Back Alley Abotions in Zambia – Analysis

Zambia is a landlocked country located in the southern part of Africa. Since its independence, Zambia has remained peaceful. Zambia despite its liberal education has remained a Christian nation. In government schools, students are taught about every religion including Buddhism, Hinduism, and Islam, students are also taught Christianity in a factual unemotional non- evangelistic way. The interesting thing is religious education is not compulsory, considering the fact that Christianity is an adopted state religion.

Throughout my time in high school, I would hear of rumors of back-alley abortions, girls would fall pregnant and out of fear of the law and condemnation they would concoct some medication to abort the unborn baby. Girls would use things like coat hangers, boiled Coca-Cola or visit a traditional doctor who would give them a mixture of herbs to abort. Some girls were lucky, others nearly died. One such story sticks in my mind about a girl who fell pregnant after her boyfriend raped her, she was so concerned about legal ramification and family embarrassment she had a back alley abortion, which nearly killed her. Back alley abortions still remain a major problem nationwide, it accounts for half of gynecological visits, this is because the surgeries are done in unsanitary environments by untrained people.

Back alley abortions statics from the ministry of health

  • “Incomplete abortions among women younger than 20 were estimated at 23 percent;

  • 25 percent of maternal deaths due to induced abortions were in girls younger than 18;

  • 50 percent of acute gynecological admissions were the result of abortion complications, a big proportion being from unsafe abortion;

  • In 1993, over 16,000 maternal hospital admissions nationally were due to abortions performed in the communities by non–professionals;

  • Unsafe abortions account for 30 percent of all maternal mortality;

  • Insufficient knowledge about women’s rights specifically those related to sexual and reproductive health;

  • Out of stock of reproductive products, such as family planning pills and condoms; and,

  • There are often long distances to health care centers and a lack of youth-friendly services and a shortage of human        resources.”- http://www.osisa.org/buwa/zambia/abortion-zambia

When you see these figures and the reasons why most visits to the gynecology are back alley abortions related, you would be forgiven to think that abortion is illegal in Zambia.To my surprise, it is not illegal, article 26 of 1972 and has not been illegal since 1972 which makes it possible for women to seek abortion based on health and social economic grounds. When the woman’s life is at risk, the constitution even gives the concession to terminate a pregnancy and also allows for termination when a girl has been raped. When you consider just how liberal abortion laws are in Zambia in comparison with other African countries, why are so many women resorting to back-alley abortions?

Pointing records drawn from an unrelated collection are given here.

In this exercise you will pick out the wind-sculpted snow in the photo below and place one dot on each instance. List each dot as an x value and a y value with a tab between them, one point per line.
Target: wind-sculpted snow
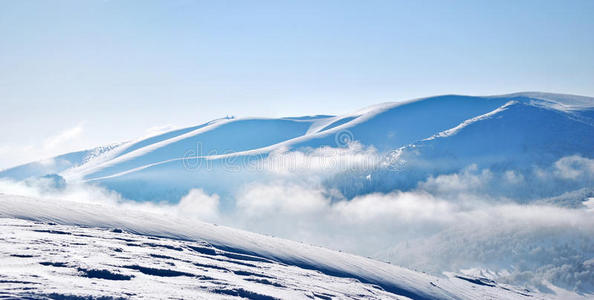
64	248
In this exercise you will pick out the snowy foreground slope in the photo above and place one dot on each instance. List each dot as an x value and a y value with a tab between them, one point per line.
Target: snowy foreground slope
498	187
62	249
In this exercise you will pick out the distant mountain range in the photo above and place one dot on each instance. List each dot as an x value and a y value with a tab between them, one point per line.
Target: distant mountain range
415	139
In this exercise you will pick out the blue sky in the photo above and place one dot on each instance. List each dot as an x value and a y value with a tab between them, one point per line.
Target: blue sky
75	74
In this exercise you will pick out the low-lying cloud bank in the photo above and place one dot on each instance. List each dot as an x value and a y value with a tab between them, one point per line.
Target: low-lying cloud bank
463	221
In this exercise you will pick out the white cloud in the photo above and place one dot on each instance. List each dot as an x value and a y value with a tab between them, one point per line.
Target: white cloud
65	136
199	204
280	198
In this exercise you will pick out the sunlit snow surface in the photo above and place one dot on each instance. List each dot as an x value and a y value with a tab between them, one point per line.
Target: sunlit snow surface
73	249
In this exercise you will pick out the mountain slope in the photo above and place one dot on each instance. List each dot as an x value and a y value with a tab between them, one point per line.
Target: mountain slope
220	259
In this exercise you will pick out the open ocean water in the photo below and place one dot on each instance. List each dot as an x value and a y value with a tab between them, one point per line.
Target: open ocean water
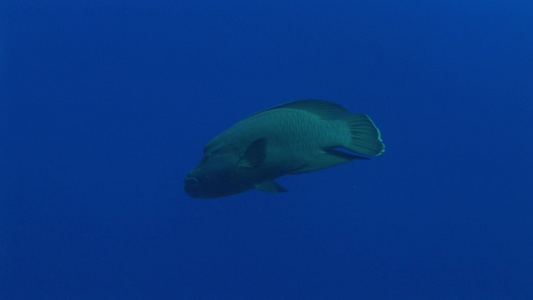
106	105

Culture plays a very big part in the reason why. I think Zambia is proof that culture is what determines politics. Zambia is very much a Christian nation with a very religious culture. Christians philosophy is pro-life and believes that life begins at conception, this could explain why most Zambians believe that women should not have the rights to terminate pregnancies. Most of the girls/women that have abortions have a greater fear of cultural shame and the stigma that comes with having an abortion rather than any legal ramifications. Whether culture will change I don’t know, the biggest criticism I have of our attitude towards this issue is, we do not have grace. The Zambian culture has not provided an alternative so that women do not have to put there lives at risk in order to have an abortion.  Furthermore, most people do not have access to good medical care and women that are of high social economic status make use of the law.

Moving forward, finding a balance between the stigma and grace is very important, regardless of where you stand on this issue. 30% mortality due to unsafe abortion is also morally unacceptable just like abortion itself.

I would like to hear your thoughts on this issue, Should Zambia move to criminalize abortions? like they are currently trying to do, if yes why?